Subgraphs, by default, store a full version history for entities, allowing
consumers to query the subgraph as of any historical block. Pruning is an
operation that deletes entity versions from a deployment older than a
certain block, so it is no longer possible to query the deployment as of
prior blocks. In GraphQL, those are only queries with a constraint block { number: <n> } }
or a similar constraint by block hash where n
is before
the block to which the deployment is pruned. Queries that are run at a
block height greater than that are not affected by pruning, and there is no
difference between running these queries against an unpruned and a pruned
deployment.
Because pruning reduces the amount of data in a deployment, it reduces the amount of storage needed for that deployment, and is beneficial for both query performance and indexing speed. Especially compared to the default of keeping all history for a deployment, it can often reduce the amount of data for a deployment by a very large amount and speed up queries considerably. See caveats below for the downsides.
The block b
to which a deployment is pruned is controlled by how many
blocks history_blocks
of history to retain; b
is calculated internally
using history_blocks
and the latest block of the deployment when the
prune operation is performed. When pruning finishes, it updates the
earliest_block
for the deployment. The earliest_block
can be retrieved
through the index-node
status API, and graph-node
will return an error
for any query that tries to time-travel to a point before
earliest_block
. The value of history_blocks
must be greater than
ETHEREUM_REORG_THRESHOLD
to make sure that reverts can never conflict
with pruning.
Pruning is started by running graphman prune
. That command will perform
an initial prune of the deployment and set the subgraph's history_blocks
setting which is used to periodically check whether the deployment has
accumulated more history than that. Whenever the deployment does contain
more history than that, the deployment is automatically repruned.
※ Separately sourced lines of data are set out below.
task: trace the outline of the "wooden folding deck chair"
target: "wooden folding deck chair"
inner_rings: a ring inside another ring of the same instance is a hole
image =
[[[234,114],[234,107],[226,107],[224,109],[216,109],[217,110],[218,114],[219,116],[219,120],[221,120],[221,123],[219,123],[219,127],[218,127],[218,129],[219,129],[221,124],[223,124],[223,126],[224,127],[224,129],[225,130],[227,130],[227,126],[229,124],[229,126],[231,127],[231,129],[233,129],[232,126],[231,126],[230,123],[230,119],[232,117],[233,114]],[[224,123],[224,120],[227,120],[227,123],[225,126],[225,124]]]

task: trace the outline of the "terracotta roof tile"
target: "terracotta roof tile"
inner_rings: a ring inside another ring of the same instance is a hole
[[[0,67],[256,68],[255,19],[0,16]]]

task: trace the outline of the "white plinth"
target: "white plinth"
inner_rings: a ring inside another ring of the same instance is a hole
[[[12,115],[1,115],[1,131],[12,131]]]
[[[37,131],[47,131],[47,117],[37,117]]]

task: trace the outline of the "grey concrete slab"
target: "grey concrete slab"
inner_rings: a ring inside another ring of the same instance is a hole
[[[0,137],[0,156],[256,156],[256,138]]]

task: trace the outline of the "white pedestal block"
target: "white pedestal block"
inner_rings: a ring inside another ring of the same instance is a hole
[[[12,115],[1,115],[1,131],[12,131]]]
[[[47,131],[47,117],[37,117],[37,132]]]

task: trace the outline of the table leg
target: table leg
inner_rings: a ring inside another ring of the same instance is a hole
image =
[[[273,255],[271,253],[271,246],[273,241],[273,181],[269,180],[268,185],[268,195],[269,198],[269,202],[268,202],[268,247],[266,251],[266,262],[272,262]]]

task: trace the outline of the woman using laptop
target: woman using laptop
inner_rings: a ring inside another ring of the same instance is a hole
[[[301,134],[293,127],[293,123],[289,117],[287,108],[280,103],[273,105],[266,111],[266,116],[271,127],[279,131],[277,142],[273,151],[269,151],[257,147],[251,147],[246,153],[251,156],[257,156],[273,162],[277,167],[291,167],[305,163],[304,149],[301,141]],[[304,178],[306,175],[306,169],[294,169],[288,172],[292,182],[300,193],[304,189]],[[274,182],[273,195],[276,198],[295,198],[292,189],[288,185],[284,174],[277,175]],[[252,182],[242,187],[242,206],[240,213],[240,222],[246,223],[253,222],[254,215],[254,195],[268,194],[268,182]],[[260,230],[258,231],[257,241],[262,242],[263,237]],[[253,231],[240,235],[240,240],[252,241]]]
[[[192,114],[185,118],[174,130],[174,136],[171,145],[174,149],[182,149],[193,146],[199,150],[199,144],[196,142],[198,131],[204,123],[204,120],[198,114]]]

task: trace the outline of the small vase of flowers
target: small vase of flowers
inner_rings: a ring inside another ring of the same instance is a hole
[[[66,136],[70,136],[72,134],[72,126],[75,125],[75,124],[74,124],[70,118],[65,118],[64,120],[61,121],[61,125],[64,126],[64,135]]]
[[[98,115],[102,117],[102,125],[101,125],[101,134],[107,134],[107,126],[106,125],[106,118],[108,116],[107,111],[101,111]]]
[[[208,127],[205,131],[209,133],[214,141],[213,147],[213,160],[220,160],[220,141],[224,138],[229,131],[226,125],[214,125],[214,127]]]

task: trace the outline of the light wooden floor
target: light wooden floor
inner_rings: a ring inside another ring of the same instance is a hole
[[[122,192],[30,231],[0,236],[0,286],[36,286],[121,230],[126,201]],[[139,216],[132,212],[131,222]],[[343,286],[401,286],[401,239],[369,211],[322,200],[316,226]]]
If
ongoing pruning is not desired, pass the --once
flag to graphman prune
. Ongoing pruning can be turned off by setting history_blocks
to a
very large value with the --history
flag.
Repruning is performed whenever the deployment has more than
history_blocks * GRAPH_STORE_HISTORY_SLACK_FACTOR
blocks of history. The
environment variable GRAPH_STORE_HISTORY_SLACK_FACTOR
therefore controls
how often repruning is performed: with
GRAPH_STORE_HISTORY_SLACK_FACTOR=1.5
and history_blocks
set to 10,000,
a reprune will happen every 5,000 blocks. After the initial pruning, a
reprune therefore happens every history_blocks * (1 - GRAPH_STORE_HISTORY_SLACK_FACTOR)
blocks. This value should be set high
enough so that repruning occurs relatively infrequently to not cause too
much database work.
Pruning uses two different strategies for how to remove unneeded data:
rebuilding tables and deleting old entity versions. Deleting old entity
versions is straightforward: this strategy deletes rows from the underlying
tables. Rebuilding tables will copy the data that should be kept from the
existing tables into new tables and then replaces the existing tables with
these much smaller tables. Which strategy to use is determined for each
table individually, and governed by the settings for
GRAPH_STORE_HISTORY_REBUILD_THRESHOLD
and
GRAPH_STORE_HISTORY_DELETE_THRESHOLD
, both numbers between 0 and 1: if we
estimate that we will remove more than REBUILD_THRESHOLD
of the table,
the table will be rebuilt. If we estimate that we will remove a fraction
between REBUILD_THRESHOLD
and DELETE_THRESHOLD
of the table, unneeded
entity versions will be deleted. If we estimate to remove less than
DELETE_THRESHOLD
, the table is not changed at all. With both strategies,
operations are broken into batches that should each take
GRAPH_STORE_BATCH_TARGET_DURATION
seconds to avoid causing very
long-running transactions.
Pruning, in most cases, runs in parallel with indexing and does not block it. When the rebuild strategy is used, pruning does block indexing while it copies non-final entities from the existing table to the new table.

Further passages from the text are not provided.